Arsenal founder's grave restored

David Danskin, the man who provided the inspiration for the formation of our great club in 1886, has been honoured at a special graveyard ceremony attended by his family and Arsenal supporters and officials.

Four generations of the Danskin family, some of whom travelled from Australia and Canada, were joined by senior officials from Arsenal and members of the Arsenal Scotland Supporters' Club to formally unveil a new gravestone for the recognised founder of the club.

Danskin's grand-son Richard, who now lives in Canada, said: "Today sees the culmination of almost 20 years' work to research, validate and recognise the determination, dedication and vision of David Danskin. Little did he know that his love of the game and those early football games with his workmates at the Royal Arsenal ordnance complex in Woolwich would eventually result in what we know today as Arsenal.

"Thanks to the efforts of his grandchildren, local historians, Burntisland Heritage Trust, Arsenal Scotland Supporters' Club and Arsenal Football Club, we can all be proud of what we have achieved. The memorial that is unveiled today is a fitting tribute to David Danskin, his family and the legacy that he leaves for us all to enjoy."

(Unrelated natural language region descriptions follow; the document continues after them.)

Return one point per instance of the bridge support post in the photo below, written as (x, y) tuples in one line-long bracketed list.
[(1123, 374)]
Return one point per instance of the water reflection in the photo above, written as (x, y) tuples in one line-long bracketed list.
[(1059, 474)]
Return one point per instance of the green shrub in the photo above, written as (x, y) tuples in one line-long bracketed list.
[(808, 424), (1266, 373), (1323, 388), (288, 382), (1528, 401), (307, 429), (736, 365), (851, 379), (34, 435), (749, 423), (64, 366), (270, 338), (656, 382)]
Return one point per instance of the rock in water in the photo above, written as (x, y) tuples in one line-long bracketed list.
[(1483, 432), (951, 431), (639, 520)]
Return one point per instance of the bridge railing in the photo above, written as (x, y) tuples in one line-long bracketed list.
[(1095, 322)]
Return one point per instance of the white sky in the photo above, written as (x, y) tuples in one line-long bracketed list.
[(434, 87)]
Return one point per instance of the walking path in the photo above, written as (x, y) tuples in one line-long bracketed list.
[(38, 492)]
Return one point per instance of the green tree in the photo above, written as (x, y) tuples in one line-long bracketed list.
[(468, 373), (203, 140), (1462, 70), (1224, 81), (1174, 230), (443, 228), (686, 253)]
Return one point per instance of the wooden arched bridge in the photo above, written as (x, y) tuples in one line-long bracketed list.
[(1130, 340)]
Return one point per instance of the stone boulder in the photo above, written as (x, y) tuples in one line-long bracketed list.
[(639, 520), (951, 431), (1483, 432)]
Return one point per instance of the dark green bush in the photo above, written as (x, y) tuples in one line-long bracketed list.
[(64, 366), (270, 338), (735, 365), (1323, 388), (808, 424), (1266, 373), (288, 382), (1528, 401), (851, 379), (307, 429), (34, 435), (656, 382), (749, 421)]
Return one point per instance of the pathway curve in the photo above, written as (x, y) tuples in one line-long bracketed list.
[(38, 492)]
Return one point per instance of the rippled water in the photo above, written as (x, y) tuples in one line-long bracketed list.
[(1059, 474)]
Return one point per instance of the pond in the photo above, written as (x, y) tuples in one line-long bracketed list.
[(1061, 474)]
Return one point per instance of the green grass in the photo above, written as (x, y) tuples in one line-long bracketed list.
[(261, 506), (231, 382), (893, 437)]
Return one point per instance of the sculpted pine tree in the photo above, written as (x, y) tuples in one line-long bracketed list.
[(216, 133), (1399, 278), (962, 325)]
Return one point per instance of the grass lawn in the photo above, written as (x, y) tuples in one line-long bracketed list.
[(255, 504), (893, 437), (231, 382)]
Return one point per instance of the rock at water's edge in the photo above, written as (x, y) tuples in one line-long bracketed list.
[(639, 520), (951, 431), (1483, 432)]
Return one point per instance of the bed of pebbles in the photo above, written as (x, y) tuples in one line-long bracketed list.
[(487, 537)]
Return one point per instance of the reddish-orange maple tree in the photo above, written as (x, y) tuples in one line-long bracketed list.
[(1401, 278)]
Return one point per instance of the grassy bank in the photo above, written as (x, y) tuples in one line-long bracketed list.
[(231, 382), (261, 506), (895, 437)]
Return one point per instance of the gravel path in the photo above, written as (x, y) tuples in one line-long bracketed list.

Danskin, who had previously played football in his native Scotland, formed Dial Square FC when he gathered together a group of 15 munitions workers at the Royal Arsenal in Woolwich. Each player donated a sixpence each to fund the club. Danskin captained the team in our first match on December 11 against Eastern Wanderers FC and was a driving force until injury forced him to stop playing in 1890. 

After leaving the Royal Arsenal factory, Danskin became self-employed and started his own bicycle business in Plumstead, London. He later moved to Coventry, working at the Standard Motor Company until his retirement due to ill health. He remained involved in local football in Coventry and was chairman of Stoke Albions FC. 

Mike Buchanan, chairman of Arsenal Scotland Supporters Club said: "Our fellow Scotsman, David Danskin, had the vision to create our football club all those years ago from a sense of bringing people together around their common passion for football. We're delighted to have played a part in formally restoring and recognising his grave."

Arsenal funded the restoration of the grave and managing director Vinai Venkatesham, who led the club delegation along with former captain and coach Pat Rice, said: "Arsenal was born out of a sense of community and that is something we hold true today as much as ever. The millions of Arsenal fans around the world will always be indebted to David Danskin's vision to create a football club. We're pleased that at last his final resting place has been properly recognised."